Research hampered by lack of funds

Her feeling is that Concordia is well placed to help out the “global village,” and should promote pure science on its own. She and her colleagues have many ideas for fundamental research which she feels are being hampered by narrowly specific demands from the granting agencies.

“Multiculturalism at Concordia is an extraordinary advantage that can guide us into new areas of scientific development. Do we really need to wait for a green light from the granting agencies?
“Believe me, Einstein couldn’t get a grant from NSERC.”

Her own research focuses on the development of processes for the remediation of contaminated soil, groundwater, sediments and sludge–processes. She is applying a new twist on a method used to clear some European marshes early in the 20th century, in which an electrical field was created over a field.

She has discovered that by combining microbial processes with electrokinetics, she can remove petroleum pollutants from clay.
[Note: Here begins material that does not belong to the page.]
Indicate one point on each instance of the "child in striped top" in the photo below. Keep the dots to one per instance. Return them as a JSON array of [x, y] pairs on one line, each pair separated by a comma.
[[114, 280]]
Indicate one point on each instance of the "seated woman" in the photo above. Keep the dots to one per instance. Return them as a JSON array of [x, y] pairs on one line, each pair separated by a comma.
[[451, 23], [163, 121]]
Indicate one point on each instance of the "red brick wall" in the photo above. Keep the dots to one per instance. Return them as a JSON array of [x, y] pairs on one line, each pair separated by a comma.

She also has proven that the process works on petroleum mixed with heavy metals, a contaminant mixture which has been considered impossible to clean up.

In addition to her position at Concordia, Elektorowicz is chair of the Environmental Engineering Division of the Canadian Society for Civil Engineering (CSCE) and president of RESOL, the inter-university network of researchers on contaminated soil.

Thanks to Dawn Wiseman, from whose article in the quarterly magazine of the Faculty of Engineering and Computer Science the information about Professor Elektorowicz’s research was drawn.